If you'd like to hear directly from me on what I'm up to at Microsoft, what's behind the Sysinternals operation, what new feature we're releasing in Process Monitor, and my views on Windows, operating system security, and more, check out my recent interview with TechNet Edge.

Pushing the Limits of Windows: Physical Memory

This is the first blog post in a series I'll write over the coming months called Pushing the Limits of Windows that describes how Windows and applications use a particular resource, the licensing and implementation-derived limits of the resource, how to measure the resource’s usage, and how to diagnose leaks. To be able to manage your Windows systems effectively you need to understand how Windows manages physical resources, such as CPUs and memory, as well as logical resources, such as virtual memory, handles, and window manager objects. Knowing the limits of those resources and how to track their usage enables you to attribute resource usage to the applications that consume them, effectively size a system for a particular workload, and identify applications that leak resources.

Physical Memory

One of the most fundamental resources on a computer is physical memory. Windows' memory manager is responsible with populating memory with the code and data of active processes, device drivers, and the operating system itself. Because most systems access more code and data than can fit in physical memory as they run, physical memory is in essence a window into the code and data used over time. The amount of memory can therefore affect performance, because when data or code a process or the operating system needs is not present, the memory manager must bring it in from disk.
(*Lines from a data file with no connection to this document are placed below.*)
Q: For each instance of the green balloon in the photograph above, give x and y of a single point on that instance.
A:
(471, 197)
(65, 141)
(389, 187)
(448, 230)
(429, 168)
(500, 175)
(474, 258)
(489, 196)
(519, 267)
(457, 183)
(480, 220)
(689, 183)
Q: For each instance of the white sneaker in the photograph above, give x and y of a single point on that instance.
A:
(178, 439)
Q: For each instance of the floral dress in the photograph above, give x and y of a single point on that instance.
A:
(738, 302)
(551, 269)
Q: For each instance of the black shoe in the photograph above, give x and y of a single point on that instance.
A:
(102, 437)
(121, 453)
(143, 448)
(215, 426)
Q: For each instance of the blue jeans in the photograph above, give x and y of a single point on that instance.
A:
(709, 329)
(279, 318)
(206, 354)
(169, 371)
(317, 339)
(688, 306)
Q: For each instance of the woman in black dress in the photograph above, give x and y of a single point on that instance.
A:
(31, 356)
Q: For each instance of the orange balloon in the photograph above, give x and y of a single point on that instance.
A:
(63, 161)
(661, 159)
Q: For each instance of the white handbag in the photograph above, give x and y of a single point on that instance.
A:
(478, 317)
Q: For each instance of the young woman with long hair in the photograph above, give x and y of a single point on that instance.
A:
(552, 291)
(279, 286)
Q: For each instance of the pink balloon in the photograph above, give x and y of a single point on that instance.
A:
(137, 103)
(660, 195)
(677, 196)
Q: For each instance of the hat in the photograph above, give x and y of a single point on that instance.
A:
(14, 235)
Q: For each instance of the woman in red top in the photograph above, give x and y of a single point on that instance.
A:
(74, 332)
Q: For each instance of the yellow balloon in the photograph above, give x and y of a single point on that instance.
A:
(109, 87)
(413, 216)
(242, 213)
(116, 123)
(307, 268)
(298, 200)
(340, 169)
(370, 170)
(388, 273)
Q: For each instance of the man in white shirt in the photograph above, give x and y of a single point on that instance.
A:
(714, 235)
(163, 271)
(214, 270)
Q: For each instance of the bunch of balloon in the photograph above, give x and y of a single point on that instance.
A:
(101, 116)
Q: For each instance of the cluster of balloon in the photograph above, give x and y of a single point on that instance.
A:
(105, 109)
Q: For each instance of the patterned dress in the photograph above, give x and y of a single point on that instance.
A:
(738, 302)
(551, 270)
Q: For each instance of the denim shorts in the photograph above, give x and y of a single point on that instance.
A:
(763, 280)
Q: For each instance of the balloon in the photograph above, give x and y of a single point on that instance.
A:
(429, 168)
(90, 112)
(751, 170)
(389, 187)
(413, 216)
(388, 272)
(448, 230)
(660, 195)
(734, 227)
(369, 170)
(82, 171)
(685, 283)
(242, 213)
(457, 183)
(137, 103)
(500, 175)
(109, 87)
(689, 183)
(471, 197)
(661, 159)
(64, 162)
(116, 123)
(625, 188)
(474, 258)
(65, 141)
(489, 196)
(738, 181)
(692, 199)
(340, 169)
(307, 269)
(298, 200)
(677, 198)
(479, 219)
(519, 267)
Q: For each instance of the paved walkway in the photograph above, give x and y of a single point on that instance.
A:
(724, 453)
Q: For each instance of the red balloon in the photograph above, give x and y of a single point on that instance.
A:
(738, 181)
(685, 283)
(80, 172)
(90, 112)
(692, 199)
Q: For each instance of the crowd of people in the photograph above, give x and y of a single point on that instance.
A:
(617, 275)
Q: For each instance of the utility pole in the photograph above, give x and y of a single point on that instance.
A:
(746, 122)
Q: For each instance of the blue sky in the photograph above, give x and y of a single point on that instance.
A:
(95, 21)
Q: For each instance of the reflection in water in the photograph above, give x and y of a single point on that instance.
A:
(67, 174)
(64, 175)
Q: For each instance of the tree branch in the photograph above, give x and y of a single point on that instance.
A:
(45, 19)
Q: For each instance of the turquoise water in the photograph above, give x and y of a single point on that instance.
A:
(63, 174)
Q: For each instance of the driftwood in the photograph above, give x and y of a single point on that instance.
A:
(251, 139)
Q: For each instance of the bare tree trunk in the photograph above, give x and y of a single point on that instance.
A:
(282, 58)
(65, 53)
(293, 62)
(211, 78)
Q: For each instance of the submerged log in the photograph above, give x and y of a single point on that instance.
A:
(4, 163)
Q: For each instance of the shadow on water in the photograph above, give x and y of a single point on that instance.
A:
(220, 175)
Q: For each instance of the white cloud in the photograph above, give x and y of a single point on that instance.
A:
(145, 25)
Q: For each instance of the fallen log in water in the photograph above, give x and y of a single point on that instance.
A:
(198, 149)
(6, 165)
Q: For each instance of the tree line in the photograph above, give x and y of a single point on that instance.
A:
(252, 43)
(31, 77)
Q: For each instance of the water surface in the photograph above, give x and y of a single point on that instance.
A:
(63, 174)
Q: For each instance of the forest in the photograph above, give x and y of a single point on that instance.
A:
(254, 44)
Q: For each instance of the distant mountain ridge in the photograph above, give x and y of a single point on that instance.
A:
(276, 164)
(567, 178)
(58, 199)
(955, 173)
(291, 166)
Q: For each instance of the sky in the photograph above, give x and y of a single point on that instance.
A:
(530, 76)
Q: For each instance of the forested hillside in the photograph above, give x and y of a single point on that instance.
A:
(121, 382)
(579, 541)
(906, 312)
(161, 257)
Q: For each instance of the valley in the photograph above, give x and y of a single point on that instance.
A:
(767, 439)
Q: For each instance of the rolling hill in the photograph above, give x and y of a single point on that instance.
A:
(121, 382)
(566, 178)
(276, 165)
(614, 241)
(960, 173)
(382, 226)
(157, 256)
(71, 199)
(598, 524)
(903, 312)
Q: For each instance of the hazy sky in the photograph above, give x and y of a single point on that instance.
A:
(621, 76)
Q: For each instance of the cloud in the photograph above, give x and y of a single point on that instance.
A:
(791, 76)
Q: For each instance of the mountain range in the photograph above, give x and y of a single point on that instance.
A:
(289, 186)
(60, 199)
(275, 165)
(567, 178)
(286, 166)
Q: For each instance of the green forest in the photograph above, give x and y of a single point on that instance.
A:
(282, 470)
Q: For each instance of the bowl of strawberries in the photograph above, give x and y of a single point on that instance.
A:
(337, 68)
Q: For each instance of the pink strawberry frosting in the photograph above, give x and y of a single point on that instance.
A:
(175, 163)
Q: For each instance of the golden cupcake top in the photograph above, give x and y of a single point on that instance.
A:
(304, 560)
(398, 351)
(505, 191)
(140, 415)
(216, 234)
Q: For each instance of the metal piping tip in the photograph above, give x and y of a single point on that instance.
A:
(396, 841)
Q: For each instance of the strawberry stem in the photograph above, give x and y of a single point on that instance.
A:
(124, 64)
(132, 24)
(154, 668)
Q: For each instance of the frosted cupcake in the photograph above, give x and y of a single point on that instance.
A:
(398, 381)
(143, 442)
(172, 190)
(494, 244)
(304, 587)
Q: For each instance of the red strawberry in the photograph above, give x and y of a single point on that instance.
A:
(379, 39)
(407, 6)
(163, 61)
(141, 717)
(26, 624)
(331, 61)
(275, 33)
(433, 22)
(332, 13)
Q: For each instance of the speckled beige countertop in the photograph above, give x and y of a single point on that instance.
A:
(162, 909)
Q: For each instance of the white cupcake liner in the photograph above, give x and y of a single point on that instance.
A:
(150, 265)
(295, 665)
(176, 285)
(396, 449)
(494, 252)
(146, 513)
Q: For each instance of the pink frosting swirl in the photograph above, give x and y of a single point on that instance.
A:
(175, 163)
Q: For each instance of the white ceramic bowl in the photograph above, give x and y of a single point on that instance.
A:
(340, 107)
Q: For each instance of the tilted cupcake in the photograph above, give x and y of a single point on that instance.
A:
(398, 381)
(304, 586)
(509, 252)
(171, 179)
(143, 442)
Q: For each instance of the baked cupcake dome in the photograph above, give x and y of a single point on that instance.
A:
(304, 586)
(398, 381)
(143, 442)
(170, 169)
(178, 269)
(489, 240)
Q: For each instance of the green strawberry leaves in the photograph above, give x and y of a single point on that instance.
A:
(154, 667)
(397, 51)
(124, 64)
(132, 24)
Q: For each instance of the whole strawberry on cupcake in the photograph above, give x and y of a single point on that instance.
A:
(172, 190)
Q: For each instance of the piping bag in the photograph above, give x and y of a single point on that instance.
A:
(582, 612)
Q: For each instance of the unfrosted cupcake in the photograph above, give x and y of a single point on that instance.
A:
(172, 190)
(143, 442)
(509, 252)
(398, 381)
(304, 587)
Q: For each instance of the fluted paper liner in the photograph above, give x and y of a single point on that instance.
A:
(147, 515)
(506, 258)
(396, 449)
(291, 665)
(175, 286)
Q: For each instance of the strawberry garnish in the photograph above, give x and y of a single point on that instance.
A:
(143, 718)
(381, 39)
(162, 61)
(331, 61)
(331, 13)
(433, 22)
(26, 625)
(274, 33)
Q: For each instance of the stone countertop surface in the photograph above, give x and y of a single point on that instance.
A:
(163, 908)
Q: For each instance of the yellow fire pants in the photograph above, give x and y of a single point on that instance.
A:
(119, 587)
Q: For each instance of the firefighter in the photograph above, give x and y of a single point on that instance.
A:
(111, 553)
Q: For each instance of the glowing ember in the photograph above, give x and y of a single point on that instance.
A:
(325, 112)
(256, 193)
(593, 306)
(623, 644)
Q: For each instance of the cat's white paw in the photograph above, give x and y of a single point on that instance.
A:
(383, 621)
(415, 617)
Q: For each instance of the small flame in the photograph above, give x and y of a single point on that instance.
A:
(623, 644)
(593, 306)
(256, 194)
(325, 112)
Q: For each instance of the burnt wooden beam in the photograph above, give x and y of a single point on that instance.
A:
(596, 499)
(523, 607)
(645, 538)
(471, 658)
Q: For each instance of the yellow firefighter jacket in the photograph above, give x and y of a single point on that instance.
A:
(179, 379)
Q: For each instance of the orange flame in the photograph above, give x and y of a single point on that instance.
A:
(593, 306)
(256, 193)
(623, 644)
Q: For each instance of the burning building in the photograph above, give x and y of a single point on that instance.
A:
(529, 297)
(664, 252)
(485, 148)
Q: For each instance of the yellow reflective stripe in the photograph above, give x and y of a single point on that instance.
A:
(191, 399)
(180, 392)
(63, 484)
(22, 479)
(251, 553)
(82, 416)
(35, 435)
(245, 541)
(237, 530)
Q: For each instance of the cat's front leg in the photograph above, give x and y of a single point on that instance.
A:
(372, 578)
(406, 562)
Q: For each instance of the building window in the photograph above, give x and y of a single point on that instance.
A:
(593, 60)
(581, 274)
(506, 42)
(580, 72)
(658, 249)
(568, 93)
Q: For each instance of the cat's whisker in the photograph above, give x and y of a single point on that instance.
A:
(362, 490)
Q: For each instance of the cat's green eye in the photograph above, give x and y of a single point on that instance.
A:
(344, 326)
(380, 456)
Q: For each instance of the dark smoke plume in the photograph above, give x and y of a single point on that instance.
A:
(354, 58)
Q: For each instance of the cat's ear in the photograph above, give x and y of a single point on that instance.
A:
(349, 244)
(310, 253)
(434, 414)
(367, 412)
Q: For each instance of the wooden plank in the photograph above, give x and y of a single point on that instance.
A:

Besides affecting performance, the amount of physical memory impacts other resource limits. For example, the amount of non-paged pool, operating system buffers backed by physical memory, is obviously constrained by physical memory. Physical memory also contributes to the system virtual memory limit, which is the sum of roughly the size of physical memory plus the maximum configured size of any paging files. Physical memory also can indirectly limit the maximum number of processes, which I'll talk about in a future post on process and thread limits.

Windows Server Memory Limits

Windows support for physical memory is dictated by hardware limitations, licensing, operating system data structures, and driver compatibility. The Memory Limits for Windows Releases page in MSDN documents the limits for different Windows versions, and within a version, by SKU.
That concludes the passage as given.